The plaintiff and defendant No.1 have inherited the estate of the deceased Smt.Tikami in equal share on the basis of the aforesaid last will barring the aforesaid two fields bequeathed in favour of the proforma defendant No.3. The plaintiff is not thus bound by the aforesaid mutation No.2379, attested against law and facts.” Order 6 Rule 4, CPC reads thus:- “4.Particulars to be given where necessary.- In all cases in which the party pleading relies on any misrepresentation, fraud, breach of trust, willful default, or undue influence, and in all other cases in which particulars may be necessary beyond such as are exemplified in the forms aforesaid, particulars (with dates and items if necessary) shall be stated in the pleading.” 10. No particulars of misrepresentation or fraud were provided either in para 4 or elsewhere in the plaint. Based upon this simple proposition the plaintiffs were estopped at the very threshold from even alleging or establishing that the Will Ex.DW-2/A was vitiated or was obtained by playing fraud and misrepresentation upon the deceased testatrix. …………………..” (pp.98 to 101). 29. The undisputed proposition of law is that the particulars of fraud and misrepresentation are to be pleaded and proved.

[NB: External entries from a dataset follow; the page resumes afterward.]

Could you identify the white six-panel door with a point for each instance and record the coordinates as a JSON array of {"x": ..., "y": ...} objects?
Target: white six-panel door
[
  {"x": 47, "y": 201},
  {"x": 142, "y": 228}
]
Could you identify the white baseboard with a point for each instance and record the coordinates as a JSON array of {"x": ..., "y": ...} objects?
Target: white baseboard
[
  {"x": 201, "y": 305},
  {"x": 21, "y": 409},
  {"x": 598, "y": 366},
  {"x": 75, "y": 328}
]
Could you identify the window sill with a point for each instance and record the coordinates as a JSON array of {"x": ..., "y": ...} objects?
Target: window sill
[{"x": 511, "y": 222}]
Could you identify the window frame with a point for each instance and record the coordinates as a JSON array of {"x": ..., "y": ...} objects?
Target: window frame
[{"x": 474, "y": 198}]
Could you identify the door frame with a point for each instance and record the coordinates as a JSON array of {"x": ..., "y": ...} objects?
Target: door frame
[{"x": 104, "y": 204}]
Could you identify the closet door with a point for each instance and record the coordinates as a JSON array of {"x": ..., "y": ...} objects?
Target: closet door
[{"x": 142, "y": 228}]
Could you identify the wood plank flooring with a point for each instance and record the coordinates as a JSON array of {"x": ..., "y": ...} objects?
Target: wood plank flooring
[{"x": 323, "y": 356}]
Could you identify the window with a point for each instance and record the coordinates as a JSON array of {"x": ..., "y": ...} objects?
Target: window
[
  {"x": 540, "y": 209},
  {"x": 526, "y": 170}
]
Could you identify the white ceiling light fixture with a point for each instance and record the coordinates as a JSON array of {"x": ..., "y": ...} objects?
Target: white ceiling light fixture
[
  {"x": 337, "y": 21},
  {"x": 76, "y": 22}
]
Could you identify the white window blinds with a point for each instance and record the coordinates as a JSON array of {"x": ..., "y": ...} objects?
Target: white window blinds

The pleading is that testatrix had been left at the house of the plaintiff after the Will Ex.PW2/A was executed. No particulars of misrepresentation and fraud has been proved on record neither it has not been proved that she was taken to Rajasthan against her Will where she was detained and the document Ex. DW2/A was executed in stealthily by playing fraud. I have also noted the recitals in Ex.PW4/A which have not been established by evidence. In these circumstances, I find no merit in this appeal which is accordingly dismissed and cross-objections shall also follow the decision. No order as to the costs. 30. All pending miscellaneous applications also stand disposed of.